Barbara Mertz in her garden
Photo by Osmund Geier

Books Published as Barbara Mertz

Barbara Mertz was born in Canton, Illinois on September 29, 1927.  Her father was a typesetter and her mother was an elementary school teacher.  Both of her parents encouraged her imagination and her love of books.  She was also heavily influenced by her Great Aunt Ida Tregellas, a high school principal in Chicago who took her to museums and encouraged her to read broadly.  The eldest of three daughters, Barbara attended Oak Park Township High School and then went on to college at the University of Chicago.

After completing her BA in 1947 at the age of 20, she went on to earn a PhD  from the Oriental Institute (OI) in 1952 at the age of 25.  She was proud to have worked with John A. Wilson, who oversaw her dissertation on “Certain Titles of the Egyptian Queens and Their Bearing on the Hereditary Right to the Throne.”  Following her marriage to fellow OI student Richard Mertz, she had two children, Elizabeth and Peter; she divorced her husband in 1969.
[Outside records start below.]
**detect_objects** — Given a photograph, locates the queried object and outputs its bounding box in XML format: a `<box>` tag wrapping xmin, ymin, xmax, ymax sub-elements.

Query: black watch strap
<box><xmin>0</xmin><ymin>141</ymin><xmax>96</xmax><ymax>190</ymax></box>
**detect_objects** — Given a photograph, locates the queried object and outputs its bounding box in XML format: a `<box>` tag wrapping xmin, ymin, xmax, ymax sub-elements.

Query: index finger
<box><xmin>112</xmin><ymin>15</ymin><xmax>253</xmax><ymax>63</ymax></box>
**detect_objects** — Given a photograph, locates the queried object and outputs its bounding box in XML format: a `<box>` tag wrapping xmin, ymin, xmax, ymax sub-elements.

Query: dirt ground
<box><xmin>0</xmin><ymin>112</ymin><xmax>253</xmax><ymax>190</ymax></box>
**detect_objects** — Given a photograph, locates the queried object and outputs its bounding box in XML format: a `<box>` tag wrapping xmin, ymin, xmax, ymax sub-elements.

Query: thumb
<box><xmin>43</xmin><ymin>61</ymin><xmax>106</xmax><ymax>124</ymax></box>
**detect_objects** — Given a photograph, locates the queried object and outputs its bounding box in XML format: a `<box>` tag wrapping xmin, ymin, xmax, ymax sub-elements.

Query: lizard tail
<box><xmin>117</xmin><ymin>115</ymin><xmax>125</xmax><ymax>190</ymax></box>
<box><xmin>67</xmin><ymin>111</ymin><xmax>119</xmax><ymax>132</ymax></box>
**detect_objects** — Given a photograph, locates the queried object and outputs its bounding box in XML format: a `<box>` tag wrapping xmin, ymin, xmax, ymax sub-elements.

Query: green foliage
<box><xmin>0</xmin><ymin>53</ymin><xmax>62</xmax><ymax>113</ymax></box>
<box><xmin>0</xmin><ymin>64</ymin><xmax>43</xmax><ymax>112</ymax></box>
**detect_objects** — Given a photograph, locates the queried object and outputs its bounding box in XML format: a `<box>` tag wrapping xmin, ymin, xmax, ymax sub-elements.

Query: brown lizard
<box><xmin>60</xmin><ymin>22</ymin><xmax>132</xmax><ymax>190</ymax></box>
In 1964, she published Temples, Tombs, and Hieroglyphs:  A Popular History of Ancient Egypt, which was followed by a second well-received non-fiction book, Red Land, Black Land:  Daily Life in Ancient Egypt.  She went on to publish mystery novels under the names Barbara Michaels and Elizabeth Peters, authoring over 70 books and a number of short stories by the time of her death at age 85.  She was a member of the Editorial Advisory Board of KMT: A Modern Journal of Ancient Egypt, and also belonged to the Egypt Exploration Society and the James Henry Breasted Circle of the University of Chicago Oriental Institute.

After her children were grown, Mertz settled in an historic farmhouse near Frederick Maryland, surrounded by her cherished cats, garden, and friends (not necessarily in that order).  In 1989, nearby Hood College awarded Dr. Mertz an honorary degree, and the Elizabeth Peters-Barbara Michaels Scholarship is still awarded by Hood to students showing excellence in writing.  Barbara Mertz died peacefully in her sleep at her home in Frederick on August 8, 2013.